Her silent films are marred by melodramatic gestures and her primitive sound recordings betray an overdone vocal vibrato. Instead, documentary footage of her funeral procession through Paris captures a sense of her importance to contemporaries, and the loss and grief they felt at her demise.
One devotee, Sigmund Freud, wrote in 1884 that he “believed immediately everything” she said onstage, but this verisimilitude cannot be found in her onscreen appearances. When filmed speaking in 1915 to colleague Lucien Guitry in what was apparently intended as an unguarded, behind-the-scenes moment, Bernhardt seems ill at ease and affected.

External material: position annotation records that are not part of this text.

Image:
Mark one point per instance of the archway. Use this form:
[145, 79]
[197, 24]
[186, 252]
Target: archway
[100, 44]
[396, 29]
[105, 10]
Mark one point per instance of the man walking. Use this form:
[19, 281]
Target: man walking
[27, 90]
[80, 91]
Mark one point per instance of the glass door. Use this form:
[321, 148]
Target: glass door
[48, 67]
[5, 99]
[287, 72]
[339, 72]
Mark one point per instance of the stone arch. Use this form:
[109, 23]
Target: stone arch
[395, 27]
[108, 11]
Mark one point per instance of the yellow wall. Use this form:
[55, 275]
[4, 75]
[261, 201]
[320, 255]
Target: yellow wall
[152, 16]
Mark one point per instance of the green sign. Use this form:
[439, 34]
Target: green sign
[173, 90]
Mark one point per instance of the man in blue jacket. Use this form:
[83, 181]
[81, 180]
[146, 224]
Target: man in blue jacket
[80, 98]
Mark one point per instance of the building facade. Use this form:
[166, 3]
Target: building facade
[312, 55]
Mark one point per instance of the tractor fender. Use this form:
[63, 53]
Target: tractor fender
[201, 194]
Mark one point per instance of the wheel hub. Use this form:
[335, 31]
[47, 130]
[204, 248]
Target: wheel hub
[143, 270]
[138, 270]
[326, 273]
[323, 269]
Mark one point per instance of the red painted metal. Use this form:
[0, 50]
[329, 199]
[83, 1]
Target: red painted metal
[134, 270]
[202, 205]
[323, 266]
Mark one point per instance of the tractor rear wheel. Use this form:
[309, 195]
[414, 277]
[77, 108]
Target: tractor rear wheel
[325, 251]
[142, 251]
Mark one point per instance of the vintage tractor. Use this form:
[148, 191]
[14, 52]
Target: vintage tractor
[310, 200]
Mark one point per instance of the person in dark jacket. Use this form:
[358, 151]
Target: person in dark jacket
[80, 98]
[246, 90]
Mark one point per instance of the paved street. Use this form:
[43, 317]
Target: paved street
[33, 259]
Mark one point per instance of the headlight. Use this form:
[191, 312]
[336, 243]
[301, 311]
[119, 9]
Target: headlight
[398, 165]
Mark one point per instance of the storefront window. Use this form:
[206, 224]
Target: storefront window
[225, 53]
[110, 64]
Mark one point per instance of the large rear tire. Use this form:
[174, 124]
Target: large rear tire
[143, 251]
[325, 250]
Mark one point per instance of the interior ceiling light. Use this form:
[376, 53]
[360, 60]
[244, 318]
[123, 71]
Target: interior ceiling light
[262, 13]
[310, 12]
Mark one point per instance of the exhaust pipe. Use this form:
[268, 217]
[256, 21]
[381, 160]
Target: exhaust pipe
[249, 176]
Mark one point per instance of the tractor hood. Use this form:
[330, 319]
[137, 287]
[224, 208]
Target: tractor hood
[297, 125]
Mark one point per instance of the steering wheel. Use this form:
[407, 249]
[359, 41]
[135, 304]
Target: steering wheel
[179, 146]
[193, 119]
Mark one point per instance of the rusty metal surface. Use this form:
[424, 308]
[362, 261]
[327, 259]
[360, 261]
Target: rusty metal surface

And in her very last role in 1923, taken at the request of Lucien’s son Sacha Guitry, she overdoes a deathbed scene even by silent film acting standards, despite the fact that she was genuinely close to death at that point.
So to truly understand the importance of Bernhardt, it is essential to examine her impact on others, including those who loathed her. Less than two decades after thousands of acolytes crowded the streets of Paris to pay homage to the dead diva, in Nazi-occupied Paris the Jewish actress’ name was unceremoniously removed from the theater once named in her honor.
Although the Théâtre Sarah-Bernhardt temporarily regained its name after the war, it has gone through a series of renamings since then, most recently to the generically uninspiring Théâtre de la Ville. No French cultural official considers it a priority today to restore Bernhardt’s name to what was once her theater.
Indeed, amid ever-increasing Gallic antisemitism, French civil servants might consider it far too provocative to have such a central cultural landmark named after a performer of Jewish origin.
In this way, Sarah Bernhardt’s majestic and ever-fresh persona, inextricably linked to her Jewish identity, continues to startle and unsettle culture mavens.